We consider, then, that the appeal should be allowed and the sentence quashed, and that in lieu thereof the appellant should be re-sentenced to 15 months' imprisonment on count 1, two years and nine months' imprisonment on count 2, and three months' imprisonment on count 3. We will direct that seven months of the sentence on count 1 and one month of the sentence on count 3 be cumulated on each other and on the sentence on count 2. The total effective sentence will thus be three years and five months' imprisonment. We will fix a non-parole period of 21 months' imprisonment. In the event, the appellant will now be eligible for parole.
Ground 3
Since we have decided that the appeal must be allowed and the appellant re-sentenced, an appropriate declaration can be made in respect of pre-sentence detention.

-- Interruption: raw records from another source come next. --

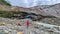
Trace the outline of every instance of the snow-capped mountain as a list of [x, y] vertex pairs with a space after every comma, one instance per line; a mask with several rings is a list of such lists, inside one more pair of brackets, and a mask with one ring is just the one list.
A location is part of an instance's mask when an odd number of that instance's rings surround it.
[[37, 5], [53, 5], [60, 3], [60, 0], [6, 0], [13, 6], [33, 7]]

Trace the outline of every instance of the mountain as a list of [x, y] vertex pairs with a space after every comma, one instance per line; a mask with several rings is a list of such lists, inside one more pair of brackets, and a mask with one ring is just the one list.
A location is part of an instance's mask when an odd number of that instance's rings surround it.
[[0, 0], [0, 4], [1, 5], [9, 5], [9, 6], [11, 6], [11, 4], [9, 4], [7, 1], [5, 1], [5, 0]]

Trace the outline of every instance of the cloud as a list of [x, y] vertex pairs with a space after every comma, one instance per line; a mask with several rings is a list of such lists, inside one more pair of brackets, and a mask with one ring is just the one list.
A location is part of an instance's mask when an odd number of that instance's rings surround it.
[[52, 5], [60, 0], [8, 0], [13, 6], [32, 7], [36, 5]]

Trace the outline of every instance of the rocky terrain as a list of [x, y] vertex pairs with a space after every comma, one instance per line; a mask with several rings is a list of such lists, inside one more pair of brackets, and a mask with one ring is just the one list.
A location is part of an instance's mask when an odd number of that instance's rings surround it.
[[0, 34], [60, 34], [60, 3], [26, 8], [3, 2], [0, 1]]
[[[27, 20], [30, 21], [28, 28], [25, 24]], [[22, 26], [19, 26], [18, 23], [22, 24]], [[17, 20], [0, 17], [1, 34], [17, 34], [19, 31], [22, 31], [24, 34], [60, 34], [60, 26], [30, 19]]]

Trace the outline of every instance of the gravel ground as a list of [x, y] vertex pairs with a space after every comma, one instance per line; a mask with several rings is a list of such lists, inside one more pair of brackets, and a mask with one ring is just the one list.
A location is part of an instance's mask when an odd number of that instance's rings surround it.
[[[60, 34], [60, 26], [58, 24], [30, 20], [30, 26], [27, 28], [26, 20], [29, 19], [16, 20], [0, 17], [0, 34], [17, 34], [20, 31], [23, 34]], [[22, 26], [19, 26], [18, 23], [21, 23]]]

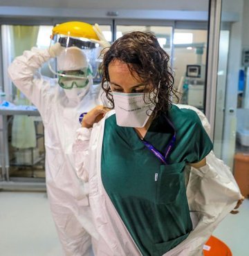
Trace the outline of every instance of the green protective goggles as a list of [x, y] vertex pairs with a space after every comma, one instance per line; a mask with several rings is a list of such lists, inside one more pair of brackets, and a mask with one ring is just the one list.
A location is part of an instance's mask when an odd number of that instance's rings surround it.
[[63, 89], [71, 89], [74, 86], [84, 88], [89, 82], [89, 75], [92, 75], [89, 68], [84, 68], [79, 71], [59, 71], [59, 85]]

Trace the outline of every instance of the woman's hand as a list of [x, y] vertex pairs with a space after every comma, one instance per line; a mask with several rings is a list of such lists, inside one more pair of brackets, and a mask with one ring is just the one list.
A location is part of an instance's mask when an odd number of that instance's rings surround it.
[[237, 214], [239, 211], [236, 209], [238, 209], [239, 207], [241, 205], [241, 204], [243, 203], [243, 199], [245, 199], [244, 196], [243, 196], [241, 199], [239, 199], [238, 201], [237, 201], [237, 204], [236, 205], [236, 206], [234, 207], [234, 209], [231, 210], [230, 213], [232, 213], [232, 214]]
[[102, 119], [106, 113], [110, 110], [110, 109], [102, 105], [95, 107], [84, 116], [82, 127], [85, 128], [92, 127], [95, 122], [98, 122]]

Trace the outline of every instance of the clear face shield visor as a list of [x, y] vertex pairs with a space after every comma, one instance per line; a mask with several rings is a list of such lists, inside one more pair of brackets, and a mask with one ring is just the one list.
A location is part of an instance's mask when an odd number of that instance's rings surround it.
[[50, 60], [48, 66], [58, 77], [59, 84], [68, 89], [86, 86], [98, 74], [100, 47], [86, 38], [59, 34], [53, 36], [50, 47], [56, 43], [62, 48], [59, 54]]

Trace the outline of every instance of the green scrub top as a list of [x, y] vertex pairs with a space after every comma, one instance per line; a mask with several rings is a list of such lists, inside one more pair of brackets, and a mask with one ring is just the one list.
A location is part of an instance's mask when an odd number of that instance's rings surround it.
[[[212, 150], [197, 114], [173, 105], [168, 118], [176, 140], [163, 165], [131, 127], [106, 120], [101, 158], [104, 189], [142, 255], [160, 256], [183, 241], [192, 229], [184, 169]], [[173, 131], [163, 116], [154, 120], [145, 139], [163, 154]]]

A Postscript; Legislative Change
We add that in R v McLeod the Court (Maxwell P, Redlich JA and Habersberger AJA) expressed the view that legislative change was required to address the very circumstance that has arisen in this case. Their Honours said:
Subsequent forfeiture is not a true appeal ground, precisely because the sentencing judge could not have known what the appeal court subsequently learns about the forfeiture. The need to take account of the new information about forfeiture means that in every such case this court is required to act effectively as the primary sentencing court, which is not appropriate. [11]
[11](2007) 16 VR 682, 691.
The Court went on to recommend that, in order to avoid this relatively frequent occurrence, where a forfeiture occurs after sentencing and has not been able to be adequately taken into account, as in this case, the sentenced person be able to apply to the sentencing judge or another judge of the court for a review of the sentence in
'the light of the subsequent forfeiture'.[12] This could only be done by enacting appropriate legislation. These views have been subsequently endorsed and re-stated by this Court in R v Cochrane, where Maxwell P (with whom Buchanan and Vincent JJA in separate reasons agreed) said:
Finally, I wish to say something about the procedure in cases such as this. In McLeod, a bench of this Court of which I was a member expressed the view that, where new evidence emerges after sentence about a matter relevant to sentence – in that case, a confiscation issue – it would be preferable for the sentencing court itself to have the opportunity to deal with that further development and to review the sentence passed in the light of the new information. As things stand, these post-sentence developments have to be dealt with, if at all, by this Court as new evidence. The result is that this Court becomes a sentencing court of first instance because the discretion is, in the relevant sense, re-opened on every such occasion.
The reasoning in McLeod in the confiscation setting applies equally to breach of parole. The amendments suggested by the Court in that case should encompass both. That will ensure that post-sentence developments are dealt with efficiently by the court which has already exercised the sentencing discretion. That, it seems to me, is the appropriate place for the review to take place, rather than in this Court.[13]
[12]Ibid.
[13][2008] VSCA 60, [14]-[15] (citations omitted).
We endorse those remarks.
ASHLEY JA:
The orders that the Court will make are these:
1. The appeal is allowed.
2.The sentence passed on 11 October 2007 is set aside.
3.In lieu thereof the appellant is sentenced as follows:
on count 1: 15 months' imprisonment
on count 2: two years and nine months' imprisonment;
on count 3: three months' imprisonment.
We direct that seven months of the sentence on count 1 and one month of the sentence on count 3 be cumulated on each other and on the sentence on count 2. The total effective sentence is three years and five months' imprisonment. We fix a non-parole period of 21 months.4.The other orders made below are confirmed.
It is declared that the period of 682 days, including this day, be reckoned as already served under the sentence and it is ordered that there be noted in the records of the Court the fact that that declaration was made and its details.